[rfc-i] Looking for design assistance with the HTML publication format
"Martin J. Dürst"
duerst at it.aoyama.ac.jp
Fri May 16 01:27:17 PDT 2014
On 2014/05/16 10:28, Brian E Carpenter wrote:
> On 16/05/2014 10:21, Heather Flanagan (RFC Series Editor) wrote:
>> On 5/15/14, 12:28 PM, Paul Kyzivat wrote:
>>> I think there are currently *two* HTLM formats:
>>> - the HTML output from xml2rfc
>>> - the "HTMLized" format derived from the .txt
>>> Is the intent to only have one HTML format in the future?
>>> Frankly I prefer the HTMLized format over the generated HTML format.
>>> Maybe that is because it is effectively the txt format with links, so
>>> that it is sufficient to know what the txt format looks like.
>>> Conceivably I might eventually like something else better if I used it
>>> all the time, but I think it will take some beauty contests to decide.
I also lean towards the txt format. One way for me to express why would be:
The HTMLized format is state-of-the-art design-wise for the (extremely
restricted) medium of typewriter text. The output from xml2rfc is a
non-designer's attempt to sprinkle a bit of CSS over some HTML.

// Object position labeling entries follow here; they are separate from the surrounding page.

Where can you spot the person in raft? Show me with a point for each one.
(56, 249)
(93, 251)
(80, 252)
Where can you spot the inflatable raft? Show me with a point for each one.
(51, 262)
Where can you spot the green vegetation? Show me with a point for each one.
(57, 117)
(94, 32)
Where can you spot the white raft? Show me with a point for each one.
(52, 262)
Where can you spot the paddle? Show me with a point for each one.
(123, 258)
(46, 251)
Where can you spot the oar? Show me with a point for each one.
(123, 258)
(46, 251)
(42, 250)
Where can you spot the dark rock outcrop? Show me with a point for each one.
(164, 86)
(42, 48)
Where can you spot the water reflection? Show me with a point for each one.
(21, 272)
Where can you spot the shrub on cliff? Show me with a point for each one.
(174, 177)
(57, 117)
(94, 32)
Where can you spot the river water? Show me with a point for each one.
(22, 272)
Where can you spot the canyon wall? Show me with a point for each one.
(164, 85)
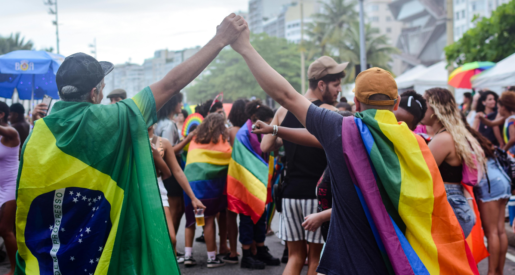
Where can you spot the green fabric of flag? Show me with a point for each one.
(87, 195)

I think that with a new professional style, which will replace the
current .txt format as "the output", things should change. I will
definitely appreciate being able to read I-Ds and RFCs with proportional
>> I am talking specifically about the HTML output that will be created by
>> the RFC Editor. The "HTMLized" format derived from the .txt is not
>> something the RFC Editor produces, maintains, or supports. Whether the
>> IETF chooses to continue creating that document is not my call, but I
>> would like to think the new formats coming out of the RFC Editor will
>> become preferred by the majority of the community, such that
>> tools.ietf.org no longer needs to house alternately rendered RFCs.

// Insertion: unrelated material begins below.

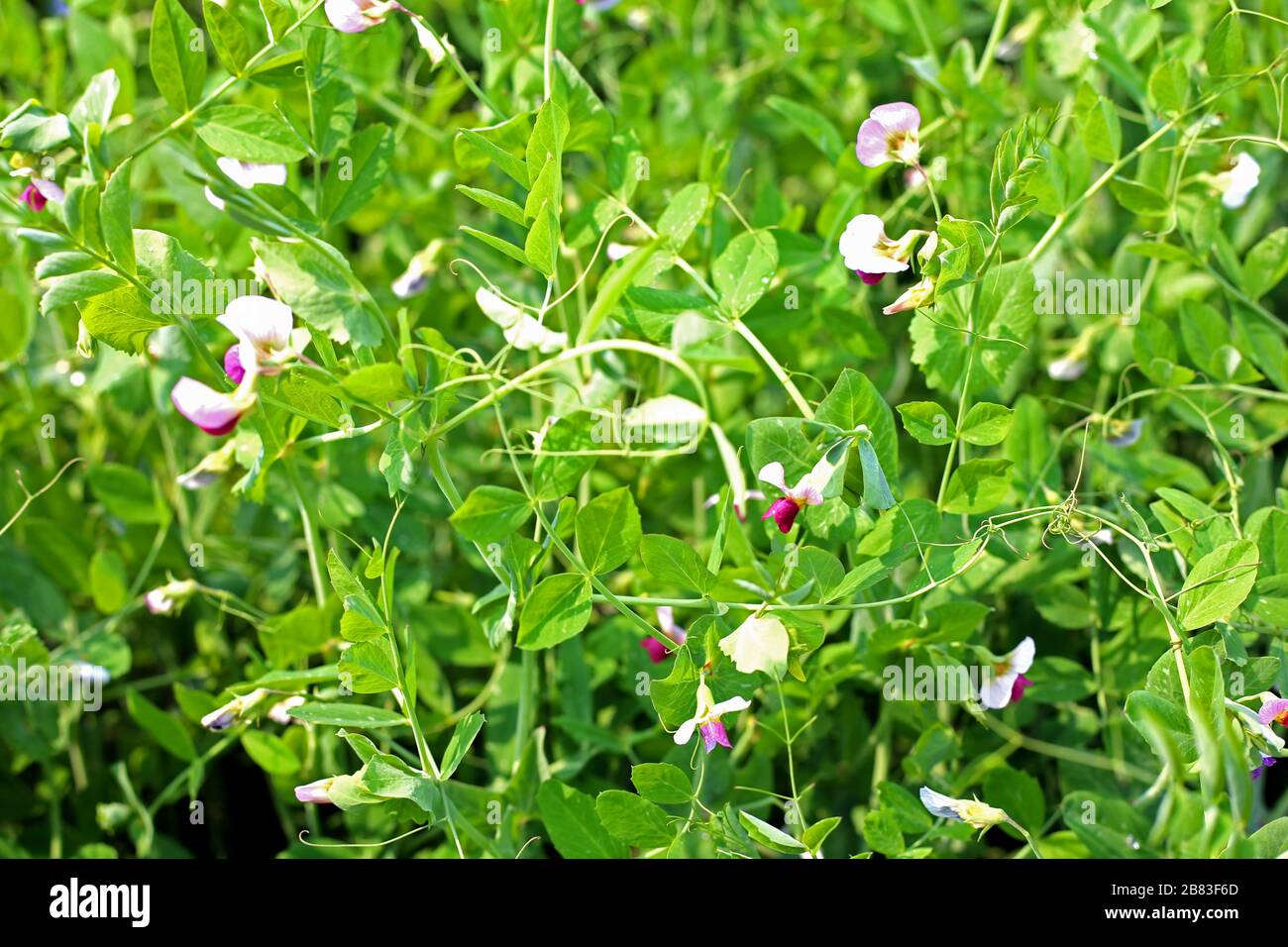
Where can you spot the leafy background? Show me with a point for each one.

I very much hope so, too. But with respect to the 'tools' version, it's
not only a question of styling. For example tools.ietf.org also has
Internet-Drafts, and has them well linked with RFCs. Also, it makes the
newest status information available on the page itself. (I of course
hope that at least linking and latest status will be available in the
new format, too.)
> Therefore, the first part of the CSS design is probably to identify the
> features of both of those formats and then to evaluate which of them
> are good, bad or ugly, and also identify which features are missing.
Also which features work together well and which not.
> I don't think CSS experts are needed for that part, in fact.
Yes, not necessarily for that part. And not even necessarily for the
actual graphical design itself, although these days it should be
difficult to find a graphic designer who doesn't also have at least a
general understanding of what CSS can do and what not.